The connection to the characters made the humor all the more touching. Take Winchester, for example. He could be every bit the butt of jokes as the over-inflated, pompous windbag that he was. But he had depth that made me care about his humor. I have never forgotten the episode where he brings in sheet music for a piano playing soldier who has lost the use of a hand. He said to him, "I could play the notes, but I could never make the music." And then I was lost in the playing. (you can hear a sample of the music below)
And the acting was superb. Alda has never been better. As the series went on, all of the cast got to show their range as actors.
As a Catholic, I love the way that the main priest Fr. Mulcahy (William Christopher) is portrayed. He is not perfect. In fact, he is called out in one episode as being too sheltered, too soft. But he was always portrayed as a decent man and a good priest who tried his best. My favorite memory of him from the show was from the finale. The 4077th was getting bombed and while everyone ducked for cover, some enemy combatants were exposed. Of those with him, only Fr. Mulcahy ran out to save them, to great personal cost.
Of course, as a Catholic I wasn't a fan of the infidelity, womanizing, and drunkenness that occurred on that base. But the show did a good job of showing consequences. Who could forget the episode where Hawkeye entered the OR drunk and what happened later between him and Radar?
The show was at its worst when it got preachy. The producers and writers were very passionate about their positions, especially on war. But all art is tarnished when it becomes a lecture. And at times, MASH couldn't help itself. But fortunately for them, their talent overcame this deficit.
And in those years, there are some classic unforgettable moments like:
-Radar entering the OR to talk about Col. Blake.
-The real-time episode to save a soldier's legs.
-Hawkeye going blind
-Col. Potter sharing a rare bottle with his new best friends.
-Burns charging Hawkeye for mutiny
-The newsreel interview episode
-The nightmare horror episode
-The 4077 leaving Hawkeye, Radar, and Hot Lips behind to tend a wounded patient.
"To Market, To Market" (1x02)
The pilot to the series gives you an idea of what you are in for. But the second episode is what solidifies the show's nature. In this episode you feel the dynamic of Hawkeye and his Trapper (Wayne Rogers) (and later replaced by Hunnicut (Mike Ferrel)), bending and breaking the rules however and whenever they can to help their patients. You understand after this episode that the lead heroes are a little insane. But they live in a world where their Colonel can get an oak desk but their patients can't get necessary medicine. The crazy response to this situation is both humorous and poignant.
JUMP THE SHARK
11 Seasons and MASH was still strong. In fact, to make this point, let us look at…
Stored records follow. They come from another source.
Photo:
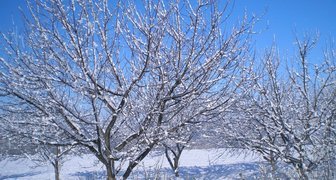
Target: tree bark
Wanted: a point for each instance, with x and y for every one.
(56, 165)
(110, 170)
(56, 168)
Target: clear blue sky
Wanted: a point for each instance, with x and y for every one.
(281, 20)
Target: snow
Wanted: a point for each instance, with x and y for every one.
(206, 163)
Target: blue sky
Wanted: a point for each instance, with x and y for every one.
(281, 20)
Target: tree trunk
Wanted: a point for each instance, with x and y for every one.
(56, 165)
(110, 170)
(56, 168)
(303, 175)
"Goodbye, Farewell, and Amen" (Series Finale)
The finest series finale on television ever.
After almost a dozen years on television, MASH did not lose a single step. And the finale brings this home. There were moments that were drop dead funny, like the goodbye between Hawkeye and Hot Lips. And there were moments that were heartbreaking, like what happened on the bus.
But what makes this the best series finale is that absolute sense of closure and catharsis. You have an individual moment with each of the main characters where they literally say goodbye to each other and to you. I could go on and on about the finale, but it is something to be experienced.
MASH is a show that has been often imitated and never duplicated. It is the greatest dramadey that has ever been on television. It is a show that sticks with you and still holds up after 30 years being off the air. It is one of the greatest television experiences you can have, where you feel the transition over the course of slow years.